Expert opinions and alternative solutions
Maybe you’ve had a tough time coming up with a performant SQL query that will return all the boundaries for your workload partitions. You can try to power through until you figure it out. But you might have a dedicated DRE team (or just someone who’s really into DBs) that has spent way more time finetuning query performance than you have.
It doesn’t take long to create a support ticket or schedule a Zoom call. There is no real downside to asking for help. If people are too busy, you will have spent 10 minutes getting better at synthesizing a problem statement. But if they respond, you’ll have access to expert advice and someone who you could consult about your current approach. You’d be surprised how inclined people are to help if you clearly describe a complicated problem.
The outcome of these discussions could inspire you to create alternative solutions in case you reach a dead end and who knows what new friendships you will also make in the process.
Conclusion
In the interest of compressing all this information into a one-session-read type of blog, we have abstracted away many details, but the strategy can be used in any real-life scenario. The example discussed is actually sort of similar to something we dealt with a while ago. So it’s just a matter of testing the approach and seeing if it works for you.

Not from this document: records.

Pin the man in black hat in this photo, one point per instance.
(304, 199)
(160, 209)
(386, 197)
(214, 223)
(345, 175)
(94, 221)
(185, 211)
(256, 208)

Planning your way to the finish line, setting yourself up for multiple code traversals, and going through the effort of collaborating with other people might seem like a lot of work when you could have been writing the code instead.
This might be true at the beginning. But with a bit of practice, these steps can become an intuitive part of writing good code that performs at scale and can actually be applied to other types of tasks as well.
Once you get the hang of it, you will find yourself with the extra time to explore better designs, foresee any challenges, and be more certain that you’ll be delivering a high-quality solution just in time for deployment.